Через несколько минут они были возле больницы. Посреди высокого крыльца, усыпанного снегом, была вытоптана мокрая дорожка до самых дверей, обитых синим шерстяным одеялом. В стороне от дорожки, у перил, переминался с ноги на ногу Кузьма Дугин, держал в руках стакан, обернутый бумагой и перевязанный нитками.
– Ты чего тут?
– Сало это, барсучье… от простуды…
Выглядел Кузьма пришибленным, суетливым, заглядывал в глаза то директору леспромхоза, то Карпову и обжимал стакан ладонями, словно грел сало.
Карпов первым прошел в больницу, за ним, неохотно, директор леспромхоза и последним – Кузьма. Они остановились в коридоре. Остановились сразу, как по команде. В нос ударил удушливый запах лекарств, а в уши – громкий, надсадный крик. Он долетал из палаты, расположенной напротив. Через матовое стекло было видно, как там метались неясные тени. Из палаты вывалилась грузная, в поту, врач Борисенкова. А следом за ней еще громче, яснее и злей крик:
– Уйдите! Гады! Не хочу! Уйдите! Ненавижу! Всех ненавижу! Га-а-а-ды-ы!
Это кричала Поля.
Раздался звон стекла, забрякали осколки, крик осекся, Борисенкова метнулась назад. Голос у Поли сорвался, она захрипела что-то невнятное, потом и хрип прекратился, стало слышно, как она всхлипывает. Через несколько минут все стихло. Вышла Борисенкова, тяжело опустилась на стул.
– Плохо, Дмитрий Павлович. У нее воспаление легких, но это полбеды, вылечим. Жить она не хочет… понимаете?

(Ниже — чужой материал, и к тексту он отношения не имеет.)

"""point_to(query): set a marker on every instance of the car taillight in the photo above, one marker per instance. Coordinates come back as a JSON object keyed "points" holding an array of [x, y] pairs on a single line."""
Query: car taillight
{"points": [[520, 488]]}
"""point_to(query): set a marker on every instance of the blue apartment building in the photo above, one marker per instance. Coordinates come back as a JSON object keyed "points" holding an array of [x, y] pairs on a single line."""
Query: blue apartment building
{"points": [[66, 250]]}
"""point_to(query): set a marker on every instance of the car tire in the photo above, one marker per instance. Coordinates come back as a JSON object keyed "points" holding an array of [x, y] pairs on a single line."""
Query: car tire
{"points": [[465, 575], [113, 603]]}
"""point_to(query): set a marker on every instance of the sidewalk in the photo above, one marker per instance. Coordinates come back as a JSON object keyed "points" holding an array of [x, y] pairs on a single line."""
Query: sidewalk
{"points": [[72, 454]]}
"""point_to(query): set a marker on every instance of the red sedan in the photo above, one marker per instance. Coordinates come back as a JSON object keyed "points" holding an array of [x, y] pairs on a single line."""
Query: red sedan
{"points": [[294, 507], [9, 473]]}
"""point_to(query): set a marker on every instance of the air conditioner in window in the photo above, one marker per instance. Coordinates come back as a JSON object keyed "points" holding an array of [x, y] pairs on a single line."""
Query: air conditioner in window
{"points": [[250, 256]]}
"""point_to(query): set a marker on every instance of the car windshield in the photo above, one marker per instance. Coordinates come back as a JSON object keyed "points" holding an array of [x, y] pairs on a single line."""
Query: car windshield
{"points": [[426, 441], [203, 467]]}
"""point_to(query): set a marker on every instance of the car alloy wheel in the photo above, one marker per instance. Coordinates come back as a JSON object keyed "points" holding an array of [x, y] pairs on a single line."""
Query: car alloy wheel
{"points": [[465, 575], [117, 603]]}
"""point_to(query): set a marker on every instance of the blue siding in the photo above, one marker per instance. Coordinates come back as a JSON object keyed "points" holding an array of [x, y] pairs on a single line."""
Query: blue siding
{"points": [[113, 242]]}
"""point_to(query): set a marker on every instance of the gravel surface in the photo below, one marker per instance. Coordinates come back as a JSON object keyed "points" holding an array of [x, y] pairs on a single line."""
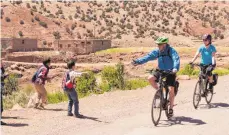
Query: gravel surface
{"points": [[126, 113]]}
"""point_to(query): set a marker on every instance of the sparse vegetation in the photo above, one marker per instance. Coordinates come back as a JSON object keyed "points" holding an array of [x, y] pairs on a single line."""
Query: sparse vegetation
{"points": [[21, 22], [73, 26], [43, 24], [7, 19]]}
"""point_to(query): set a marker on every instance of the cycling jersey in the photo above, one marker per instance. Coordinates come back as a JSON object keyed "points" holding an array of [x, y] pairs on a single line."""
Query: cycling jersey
{"points": [[206, 54], [168, 59]]}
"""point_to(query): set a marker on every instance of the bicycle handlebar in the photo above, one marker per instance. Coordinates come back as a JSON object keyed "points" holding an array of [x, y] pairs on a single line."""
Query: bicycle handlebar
{"points": [[167, 72]]}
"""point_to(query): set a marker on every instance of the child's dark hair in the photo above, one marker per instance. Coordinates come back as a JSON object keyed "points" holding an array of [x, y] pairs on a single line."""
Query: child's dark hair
{"points": [[45, 62], [70, 64]]}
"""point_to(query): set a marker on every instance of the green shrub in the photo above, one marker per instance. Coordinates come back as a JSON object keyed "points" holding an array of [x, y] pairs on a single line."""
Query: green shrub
{"points": [[114, 76], [57, 97], [28, 90], [11, 84], [188, 70], [135, 84], [85, 84], [57, 35]]}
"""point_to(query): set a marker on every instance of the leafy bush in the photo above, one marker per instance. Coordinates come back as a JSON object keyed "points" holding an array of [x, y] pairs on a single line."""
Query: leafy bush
{"points": [[7, 19], [20, 34], [114, 76], [57, 97], [22, 22], [85, 84], [135, 84], [105, 87], [129, 26], [188, 70], [44, 24]]}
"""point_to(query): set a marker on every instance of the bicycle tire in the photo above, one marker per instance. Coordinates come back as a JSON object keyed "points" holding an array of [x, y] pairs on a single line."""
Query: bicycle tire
{"points": [[197, 101], [167, 111], [158, 95]]}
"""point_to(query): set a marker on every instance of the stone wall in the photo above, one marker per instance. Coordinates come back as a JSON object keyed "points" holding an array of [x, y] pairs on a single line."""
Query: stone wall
{"points": [[24, 44], [82, 46]]}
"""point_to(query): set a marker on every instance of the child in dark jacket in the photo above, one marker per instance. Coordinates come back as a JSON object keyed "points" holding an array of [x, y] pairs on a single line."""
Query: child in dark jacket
{"points": [[69, 87]]}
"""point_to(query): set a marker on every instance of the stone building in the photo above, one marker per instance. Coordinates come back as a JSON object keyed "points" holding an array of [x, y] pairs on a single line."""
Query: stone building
{"points": [[19, 44], [82, 46]]}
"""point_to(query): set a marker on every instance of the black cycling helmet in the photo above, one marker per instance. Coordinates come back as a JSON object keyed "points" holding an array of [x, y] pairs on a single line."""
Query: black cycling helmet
{"points": [[46, 61], [207, 37]]}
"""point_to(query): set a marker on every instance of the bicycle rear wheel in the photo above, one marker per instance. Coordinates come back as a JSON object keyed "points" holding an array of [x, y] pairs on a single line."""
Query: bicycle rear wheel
{"points": [[167, 110], [197, 95], [208, 94], [156, 108]]}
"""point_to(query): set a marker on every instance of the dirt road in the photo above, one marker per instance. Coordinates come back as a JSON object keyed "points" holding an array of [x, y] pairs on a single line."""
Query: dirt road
{"points": [[126, 113]]}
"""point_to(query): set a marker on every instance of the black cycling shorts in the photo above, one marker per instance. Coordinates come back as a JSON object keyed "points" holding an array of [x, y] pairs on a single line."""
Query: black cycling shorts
{"points": [[170, 79]]}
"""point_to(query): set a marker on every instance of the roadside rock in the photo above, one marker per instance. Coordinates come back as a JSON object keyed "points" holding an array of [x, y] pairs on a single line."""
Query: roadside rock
{"points": [[16, 107]]}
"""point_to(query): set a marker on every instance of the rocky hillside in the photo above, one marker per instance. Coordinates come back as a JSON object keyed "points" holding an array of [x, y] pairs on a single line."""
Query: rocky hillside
{"points": [[121, 21]]}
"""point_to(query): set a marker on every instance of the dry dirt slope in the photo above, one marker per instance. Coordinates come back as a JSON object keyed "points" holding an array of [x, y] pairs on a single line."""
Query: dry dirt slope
{"points": [[134, 20], [126, 113]]}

Карпов повернулся, чтобы уйти. Глаза у Борисенковой закрывались. Директора в коридоре уже не было. Кузьма все еще стоял, обжимая руками свой стакан.
– Дмитрий Павлович, да как же так, а? Да что же это? Что случилось?
Кузьма растерянно переводил взгляд со стакана на Карпова и ждал ответа.
– Как? А вот так! – со злостью, сквозь зубы, процедил Карпов, саданул в дверь плечом и выбежал на крыльцо.
Директор сидел в машине и курил. Они молча доехали до клуба.
Часы показывали ровно семь.
Карпов вышел на сцену и глянул в зал. Зал был набит битком.
Как раз в это время появился в проходе председатель райисполкома и с ним еще какие-то люди – разглядывать их не было времени, последним, согнувшись, торопливо проскочил Григорьев. «Вот кто звонил!» – успел подумать Карпов. Руки у него мелко дрожали, тогда он взялся за край полированного стола, крепко, до хруста, сжал пальцы и почувствовал, что страхи, сомнения – позади, а сам он, вырвавшись из них, спокоен и уверен.
Еще раз глянул в зал и отчеканил:
– Встать! Суд идет!
Захлопали сиденья, заперешептывались, вставая, люди, шум долго плавал, тыкаясь в стены, наконец, медленно сполз вниз, на пол.
Тихо-тихо стало в зале.
Рассказы


Волшебная дудочка
А утро начиналось так.
Далеко-далеко, за Обью, за дальними синими буграми, неторопливо поднималось солнце. Чем выше оно поднималось, тем ярче и стремительней летели к земле его лучи. Один из них бесшумно проскользнул в окно, упал на лицо Леньке, и тот проснулся. Пусто и тихо было в избе, только на окне тонко сверлила оса. Отец давно ушел на работу, а тетка Матрена тяпает в огороде картошку. Она еще вчера собиралась.
Ленька взбрыкнул ногами, скинул одеяло, через темные сенки выскочил на крыльцо и попрыгал от радости на ступеньках. Хорошо, светло, вольно кругом. Надо попроведать котенка. Он еще совсем маленький, ползает с закрытыми глазами, пищит, тычется носом куда попало. Кошка сердито мяукала, ходила вокруг Леньки, пока он держал на руках котенка и трогал пальцем его мокрый нос. Сначала пушистых комочков было четыре. Тетка Матрена строжилась и выговаривала отцу:
– Развели тут ферму! Все половики в избе сбуровят!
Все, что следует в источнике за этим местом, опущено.